Andorra is the last surviving independent buffer state created by Charlemagne ca. 805 AD to keep the Muslim Moors from advancing into Christian France. Charlemagne granted a charter to the Andorran people in return for their fighting the Moors. In the 800s, Charlemagne's grandson Charles the Bald made the Count of Urgell overlord of Andorra, and the Count's descendant later gave the lands to the Bishop of Urgell.

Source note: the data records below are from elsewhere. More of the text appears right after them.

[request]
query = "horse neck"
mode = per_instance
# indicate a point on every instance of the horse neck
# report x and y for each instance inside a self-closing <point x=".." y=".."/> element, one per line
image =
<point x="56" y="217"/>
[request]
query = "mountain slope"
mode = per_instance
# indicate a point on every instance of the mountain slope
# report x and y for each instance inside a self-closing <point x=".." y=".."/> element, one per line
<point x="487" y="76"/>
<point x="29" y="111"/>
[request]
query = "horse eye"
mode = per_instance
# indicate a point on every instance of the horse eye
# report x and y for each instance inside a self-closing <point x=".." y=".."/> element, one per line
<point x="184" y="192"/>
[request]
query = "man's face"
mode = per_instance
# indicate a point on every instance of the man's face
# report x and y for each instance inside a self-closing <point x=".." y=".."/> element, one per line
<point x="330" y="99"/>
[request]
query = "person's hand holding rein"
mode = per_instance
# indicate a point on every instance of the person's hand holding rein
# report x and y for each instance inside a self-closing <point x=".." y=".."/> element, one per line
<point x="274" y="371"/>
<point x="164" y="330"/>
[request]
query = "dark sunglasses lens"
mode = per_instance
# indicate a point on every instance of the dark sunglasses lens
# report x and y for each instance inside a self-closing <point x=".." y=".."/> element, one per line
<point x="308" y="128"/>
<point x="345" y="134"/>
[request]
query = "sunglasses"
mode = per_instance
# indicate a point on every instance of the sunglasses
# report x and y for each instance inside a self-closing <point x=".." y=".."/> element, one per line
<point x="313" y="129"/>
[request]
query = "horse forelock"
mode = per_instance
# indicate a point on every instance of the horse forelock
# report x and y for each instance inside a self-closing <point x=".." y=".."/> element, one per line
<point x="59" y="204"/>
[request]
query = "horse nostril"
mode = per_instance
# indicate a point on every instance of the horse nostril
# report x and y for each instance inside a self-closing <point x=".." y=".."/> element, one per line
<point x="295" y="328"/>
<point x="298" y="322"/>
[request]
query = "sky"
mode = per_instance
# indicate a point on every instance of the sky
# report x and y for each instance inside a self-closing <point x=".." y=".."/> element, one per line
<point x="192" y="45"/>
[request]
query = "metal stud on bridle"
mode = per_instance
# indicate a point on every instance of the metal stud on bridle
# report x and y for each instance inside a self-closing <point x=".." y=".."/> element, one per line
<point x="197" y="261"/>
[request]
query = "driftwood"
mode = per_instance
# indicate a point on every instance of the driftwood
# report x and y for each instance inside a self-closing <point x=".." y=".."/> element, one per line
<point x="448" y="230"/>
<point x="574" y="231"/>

In 1050 AD in the Court at Barcelona in Spanish Catalonia, Count Ramon Berenguer I made a mutual pact of alliance with his cousin, Count Ermengol of Urgell. Ramon commended two of his men as vassals to his brother Sanc Berenguer. One of the men, ADALBERT GUITARD, was commended with the honor of holding lands, castles, rights, etc. in the counties of Barcelona and Osona.

Also around 1050 A.D. the Bishop of Urgell became worried that Andorra was not secure from attack by neighboring lords. So the Bishop placed Andorra and its defense under the protection of LORD CABOET, a Spanish nobleman, giving in exchange properties and some rights in the Valleys. In 1096 A.D., GUITARD ISARN [meaning "iron"] DE CABOET swore fidelity to the Bishop "Bernat Sanç." In 1110 GUILLEM GUITARD did the same, and in 1159 Arnau de Caboet.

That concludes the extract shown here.